Mulling over all this on Sunday afternoon and night left me feeling like a kid who had been looking forward to the school holidays only to find out that his overzealous parents had organised a six-week piano boot camp to fill in the time. On Monday morning, I rang Macintosh, and spoke to Simon the business manager. I casually asked the price of the C63 AMG. I promise it was the most innocent of questions. And this is where things totally spiralled out of control. However, I am a big girl, and this is my responsibility. I will not blame the lunar eclipse or the alignment of the stars.

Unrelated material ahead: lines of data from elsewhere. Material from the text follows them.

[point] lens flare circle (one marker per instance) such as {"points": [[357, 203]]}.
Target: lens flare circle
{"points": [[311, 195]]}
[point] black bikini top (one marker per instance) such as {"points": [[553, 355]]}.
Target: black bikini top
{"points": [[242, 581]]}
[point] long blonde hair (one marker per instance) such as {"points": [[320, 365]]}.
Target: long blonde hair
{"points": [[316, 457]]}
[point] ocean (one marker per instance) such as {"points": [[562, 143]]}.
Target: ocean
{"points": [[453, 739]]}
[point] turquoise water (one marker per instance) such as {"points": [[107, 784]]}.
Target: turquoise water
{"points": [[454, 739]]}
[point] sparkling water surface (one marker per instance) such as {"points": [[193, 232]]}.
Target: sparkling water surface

So on Saturday 26th, I am picking up my C63 AMG. It will be one of the last few delivered to Australia with the old 6.2lt engine, not the new 4lt supercharged and pretend sound recording of engine noise. This is the real thing. The noise of the exhaust is only comparable to a piece of classical music that makes the hair on the back of your neck stand up and send shivers down your spine. Think Verdi’s Nabucco, and the Chorus of the Hebrew Slaves (which, by the way, sounds out of this world on the Harman Kardon sound system). Having the sound up so high it makes the car vibrate is an optional extra best reserved for long trips on deserted roads. This volume level in city traffic results in people giving you funny looks and gesticulating wildly.

The car was ordered for one of the owners of Macintosh. Manufactured in February, registered in late April. It has almost all of the available options, excluding the upgraded differential. Less than 1,500 km on the clock. The colour is gunmetal grey, the interior is black, and I am in love.

In a last-ditch effort to be sensible, I rang my accountant. This, in hindsight, was not a good idea, as he is a petrol head of the serious nature. However, his weapons of choice are Porsches. In his defence, he did state that the ATO may not accept the full use of the vehicle for deduction purposes, and hence the cost to me would be greater, but this was the last bit of negative feedback he provided, and he very quickly changed to praising the car for resale value, the performance, and everything else every petrol head would think of. Hence, this was never ever going to be an adult conversation.

Now, after a fairly sleepless night I am fluctuating between “What have I done?” to “OMG, I own C63 AMG!” So, I am planning on sacrificing a chicken and pouring a ring of salt around myself whilst praying that I still have my driver’s licence this time next year.